Luke’s father came down from Manchester and being my first Easter away from family ever, I decided to cook a nice dinner for the house. Fortunately, my own father gave some wonderful advice on recipes and helped me along (First piece of advice: Leg of Lamb is great. Second piece of advice: English shoppers are determined and relentless. Have a second choice). At his suggestion, I tried a Pork Tenderloin with Apples and Potatoes (with beans and carrots as sides). The meal turned out wonderfully, and the new potatoes were marvelous.
Notes on the recipe: the pork seemed slightly overdone, maybe one should try slightly less than the 50-55 minutes in the oven.
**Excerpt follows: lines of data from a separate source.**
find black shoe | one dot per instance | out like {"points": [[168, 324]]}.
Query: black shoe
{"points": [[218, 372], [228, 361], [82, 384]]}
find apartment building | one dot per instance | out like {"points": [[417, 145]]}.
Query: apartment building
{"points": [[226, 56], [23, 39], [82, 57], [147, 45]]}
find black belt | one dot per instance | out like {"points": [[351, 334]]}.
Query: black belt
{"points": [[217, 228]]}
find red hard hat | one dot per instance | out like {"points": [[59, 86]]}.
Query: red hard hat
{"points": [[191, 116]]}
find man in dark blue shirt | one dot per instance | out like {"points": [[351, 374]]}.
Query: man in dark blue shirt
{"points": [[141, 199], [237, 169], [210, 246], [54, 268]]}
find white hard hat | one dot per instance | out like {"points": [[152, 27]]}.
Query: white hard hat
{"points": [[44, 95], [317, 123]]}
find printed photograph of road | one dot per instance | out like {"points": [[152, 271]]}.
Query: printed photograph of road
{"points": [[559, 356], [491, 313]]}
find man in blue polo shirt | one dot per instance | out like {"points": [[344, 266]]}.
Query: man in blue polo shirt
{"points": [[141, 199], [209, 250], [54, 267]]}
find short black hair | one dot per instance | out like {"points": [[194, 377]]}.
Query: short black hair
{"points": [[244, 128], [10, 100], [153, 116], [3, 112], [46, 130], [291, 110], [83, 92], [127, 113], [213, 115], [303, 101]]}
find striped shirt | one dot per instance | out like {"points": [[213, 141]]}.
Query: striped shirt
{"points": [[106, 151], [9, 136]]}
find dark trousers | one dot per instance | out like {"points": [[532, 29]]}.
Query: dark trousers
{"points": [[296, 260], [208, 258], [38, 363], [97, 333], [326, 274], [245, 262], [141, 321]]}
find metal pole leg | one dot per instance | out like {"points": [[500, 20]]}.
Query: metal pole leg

The potatoes were absolutely delicious and were perfectly cooked (and disappeared immediately). Lastly, although Luke was very ill and didn’t eat much (which is why he doesn’t show up in the photos), the recipe seemed more on the 6 people side. This may change on the amount of sides, but we certainly have loads of delicious leftovers. A all-around success, I would definitely try this recipe again.
A note for the photo-inclined (probably only Robert): unfortunately I can’t claim ownership of the good shots here. The blown out flashed shots were both mine (the shadows in the knife shot are quite bothering), while the perfect food shots were taken by Becky.
Not much to report, but we took a quick trip to Lincoln. Parts were fantastic, parts were difficult. The nice part was Lincoln itself. The difficult part was everything else. It rained very heavily most of the day, we couldn’t figure out the parking, and it was freezing cold (about 0C). Being Wisconsinites, the cold shouldn’t have presented much of an issue, but we dressed for English rain, leaving us shivering most of the day.
The highlight was the medieval Bishop’s Palace. Lincoln used to be a very rich and powerful diocese (reaching from the Thames to the Humber), and the church built a magnificent palace (mostly constructed by Bishop Robert de Chesney and Bishop St Hugh from 1155 - 1200). Unfortunately, war and crown intervened and ruined much of the structure. Henry VIII’s seizure of church lands removed the supply of money to pay for the site. Later, the Royalists in the English Civil War sacked the building, mainly by violently stripping the lead roof and plumbing fittings, which left the weather to do the rest. The site has since been picked up the English Heritage Foundation (since the church doesn’t want to pay for upkeep) who have done a magnificent job turning it into a topnotch tourist attraction. The admission includes an excellent audio tour of the site, and is well worth following. While marvelous, the only shortcoming was the lack of access to the the Victorian Bishop’s Chapel (built over the medieval service halls) because it is still in use by the current bishop.

A View of the Lower East Hall, with the well at the end.

A view of the ruined palace from Bishop Alnwick’s Tower and The Central Column in the Chapter House.
The rest of the day was screwy because of our adventure timing events. Being Sunday, the Cathedral was busy with service, but we snuck in during an intermission. Of note were the Lincoln Imp and the Chapter House (which was used as a double for Westminster Abbey’s Chapter House). It was beautiful, yet incredibly dark (so the photos came out slightly blurry from the handheld long exposure). To warm up, we had lunch and beers at two local pubs (The Strugglers Inn was the CAMRA recommended one*), but missed entrance to the Castle. To make us more upset, not only is the Castle an amazing building with a long and morbid history, but also houses one of the only four copies of the Magna Carta (owned by the Cathedral since 4 days after the signing in 1215).
* Note to selves: Pubs serve Sunday lunch generally until 2-2:30. Arrive early (since the pub had the most amazing sounding menu, that they refused to serve us).